Littleton also contends that the trial court erroneously imposed $500 sanctions under the frivolous lawsuit statute, RCW 4.84.185. We review the imposition of such sanctions for abuse of discretion. State ex rel Quick-Ruben v. Verharen, 136 Wn.2d 888, 903, 969 P.2d 64 (1998). An action is frivolous if unsupportable by any rational argument on the law or facts. Forster v. Pierce County, 99 Wn. App. 168, 183, 991 P.2d 687
(2000).

The Association’s leaders listed as an affirmative defense that Littleton’s claims “lack any legal merit or factual support, and are frivolous” in their Answer to Amended Complaint. The Association’s leaders requested attorney fees under CR 11 and RCW 4.84.185. Littleton’s claims against the Association’s leaders were meritless. Contrary to Littleton’s characterization of the matter, there simply was no evidence on the record supporting any of his allegations, and Littleton presented no legal theory under which the Association’s leaders could have owed him a duty. Furthermore, Littleton had notice that sanctions were contemplated against him from the onset of the action. The Association’s leaders raised CR 11 and RCW 4.84.185 as an affirmative defense in their answer.

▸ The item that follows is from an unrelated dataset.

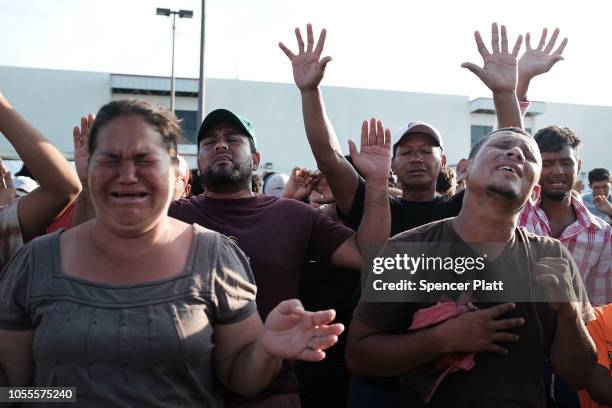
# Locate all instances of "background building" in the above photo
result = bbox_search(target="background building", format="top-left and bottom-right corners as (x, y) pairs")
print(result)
(0, 65), (610, 184)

The trial court did not abuse its discretion in awarding costs pursuant to RCW 4.84.185. RAP 18.9 allows the appellate court to award sanctions for a frivolous appeal. An appeal is frivolous when there are no debatable issues over which reasonable minds could differ and there is so little merit that the chance of reversal is slim. RAP 18.9(a); Kearney v. Kearney, 95 Wn. App. 405, 417, 974 P.2d 872 (1999). Littleton’s appeal meets this standard. We grant the Association’s leaders’ request for attorney fees and costs on appeal, subject to compliance with RAP 18.1(d).